As I packed another box my cell phone rang. I answered it. "Hey there Woody."

"Hey, and don't call me that."

"What? Woody?" I asked. I could just see him rolling his eyes. "Anyway what's up?"

"Have you found an apartment yet?" he asked. I sighed.

"No!" Apartments, good ones, in New York were just impossible to find. Beyond impossible in fact.

"Well good." Before I could start a steamy rant at him, he continued. "You see there's a opening in my apartment block. In my apartment actually."

"That sounds familiar, that line," I said slowly. Not registering what he said.

"No it's not," he said panicky. I starred hard at my box trying to think where I heard that from. I starred at the word 'books' written on my box for ages before I remembered.

"Meg Cabot! You just quoted Meg Cabot!" I shrieked.

"No, no, no, no!"

"Yes, yes, yes, ye- Wait, what did you ask me?"

"Oh, she remembers now!" He said sarcastically.

"You mean it? The apartment thing?" I asked almost in tears.

"Well I've seen you in the mornings so I won't get any hideous surprises," he said calmly. I laughed at the casualness. I didn't know what to say. This greek God, lawyer, charity giver, closet romantic wanted me, university student, messy eater, morning crank to move in with him! It was so unbelievable, so you wouldn't be surprised that I said the first thing that came to my head.

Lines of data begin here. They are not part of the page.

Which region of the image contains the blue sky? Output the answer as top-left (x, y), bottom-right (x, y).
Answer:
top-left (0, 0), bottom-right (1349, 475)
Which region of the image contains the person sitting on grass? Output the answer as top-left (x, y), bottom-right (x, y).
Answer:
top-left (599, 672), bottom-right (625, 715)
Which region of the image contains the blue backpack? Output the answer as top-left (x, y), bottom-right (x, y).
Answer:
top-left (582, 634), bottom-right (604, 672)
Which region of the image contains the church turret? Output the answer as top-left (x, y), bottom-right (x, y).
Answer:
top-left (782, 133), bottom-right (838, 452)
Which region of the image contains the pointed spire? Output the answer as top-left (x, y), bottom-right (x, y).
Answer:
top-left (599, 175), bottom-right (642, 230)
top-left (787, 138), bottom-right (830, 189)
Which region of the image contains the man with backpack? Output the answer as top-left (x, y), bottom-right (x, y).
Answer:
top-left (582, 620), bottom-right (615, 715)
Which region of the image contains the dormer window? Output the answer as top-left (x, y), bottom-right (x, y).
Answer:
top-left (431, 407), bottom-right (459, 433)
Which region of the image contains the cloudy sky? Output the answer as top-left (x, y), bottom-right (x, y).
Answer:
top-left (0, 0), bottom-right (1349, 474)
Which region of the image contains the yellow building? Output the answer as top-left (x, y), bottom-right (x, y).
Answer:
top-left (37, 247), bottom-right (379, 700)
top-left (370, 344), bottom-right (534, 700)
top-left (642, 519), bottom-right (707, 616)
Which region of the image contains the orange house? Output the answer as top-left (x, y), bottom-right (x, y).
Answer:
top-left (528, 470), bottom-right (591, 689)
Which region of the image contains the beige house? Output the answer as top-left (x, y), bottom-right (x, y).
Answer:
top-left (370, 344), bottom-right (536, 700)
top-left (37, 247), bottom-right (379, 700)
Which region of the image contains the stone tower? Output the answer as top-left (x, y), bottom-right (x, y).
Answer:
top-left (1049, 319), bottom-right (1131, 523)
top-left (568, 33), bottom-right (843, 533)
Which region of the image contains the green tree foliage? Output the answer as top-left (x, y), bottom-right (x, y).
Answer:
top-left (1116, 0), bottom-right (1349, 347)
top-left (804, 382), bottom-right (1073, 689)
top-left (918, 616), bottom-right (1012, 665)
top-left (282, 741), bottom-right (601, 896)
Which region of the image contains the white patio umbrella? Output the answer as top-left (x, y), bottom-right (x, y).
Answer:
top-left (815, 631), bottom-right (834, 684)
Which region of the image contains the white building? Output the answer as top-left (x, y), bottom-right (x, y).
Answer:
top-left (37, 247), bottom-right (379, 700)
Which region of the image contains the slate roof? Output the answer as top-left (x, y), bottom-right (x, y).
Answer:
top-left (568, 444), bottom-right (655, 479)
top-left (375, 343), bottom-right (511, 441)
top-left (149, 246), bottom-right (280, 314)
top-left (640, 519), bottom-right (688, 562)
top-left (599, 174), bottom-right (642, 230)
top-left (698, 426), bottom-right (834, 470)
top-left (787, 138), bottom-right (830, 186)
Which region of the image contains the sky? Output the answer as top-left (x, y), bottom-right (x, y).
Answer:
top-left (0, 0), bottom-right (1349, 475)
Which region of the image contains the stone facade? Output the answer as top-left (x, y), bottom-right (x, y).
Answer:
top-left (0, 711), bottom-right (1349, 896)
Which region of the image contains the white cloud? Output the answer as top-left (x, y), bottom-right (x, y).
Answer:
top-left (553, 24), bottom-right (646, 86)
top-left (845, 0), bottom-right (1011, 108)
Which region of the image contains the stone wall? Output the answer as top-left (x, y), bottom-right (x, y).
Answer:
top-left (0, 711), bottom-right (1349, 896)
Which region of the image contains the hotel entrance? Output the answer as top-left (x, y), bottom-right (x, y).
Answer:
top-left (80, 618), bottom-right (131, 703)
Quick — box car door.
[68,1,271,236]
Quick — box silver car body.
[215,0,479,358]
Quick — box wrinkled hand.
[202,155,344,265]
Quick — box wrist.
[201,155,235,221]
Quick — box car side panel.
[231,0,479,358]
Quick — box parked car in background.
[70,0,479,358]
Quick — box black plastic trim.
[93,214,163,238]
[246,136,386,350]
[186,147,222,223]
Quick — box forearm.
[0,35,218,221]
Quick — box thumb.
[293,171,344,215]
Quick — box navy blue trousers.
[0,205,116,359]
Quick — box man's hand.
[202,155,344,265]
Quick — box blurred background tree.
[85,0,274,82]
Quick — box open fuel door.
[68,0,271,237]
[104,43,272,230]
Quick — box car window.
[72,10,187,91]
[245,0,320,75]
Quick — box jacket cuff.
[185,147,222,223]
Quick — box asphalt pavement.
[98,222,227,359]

"I stole your umbrella," I blurted out randomly.

"OKaaay," he said laughing slightly. "I was wondering where that went to. Well that's OK, cos' I've stolen something more important."

"Oh what's that?" I asked nervously, looking around to see if I was missing anything, thought it was hard seeing as my stuff was all packed away. Most of it anyway. "What've you stolen that's so important to me?"

"Your heart."

Me: 3

Him: One million

My vocab!

Sleep-arounder – A nicer way of saying 'whore'. (Well that does the whole 'nicer-way-of-saying-it')

A/N I know the whole 'subway strike' thing is pretty much nonsense because I don't think New Yorkers can live without their subways right? (I could be talking about the food here too! Hehe!) Just pretend that happened, and if it did really happen well I guess you've found your next Einstein. No, don't look around! It's me!

So yeah, hope you like this mindless piece of nonsense, because it was all just nonsense. I've had a very emotional day today, it might be my sudden craze to jump about maniacally that I've done such a mad piece!

Thanks for reading the story even still, hope you got a laughing out of my craziness!! :D

DISCLAIMER - Anything you recognise e.g. Starbucks, I DO NOT OWN IT! :D Toodles!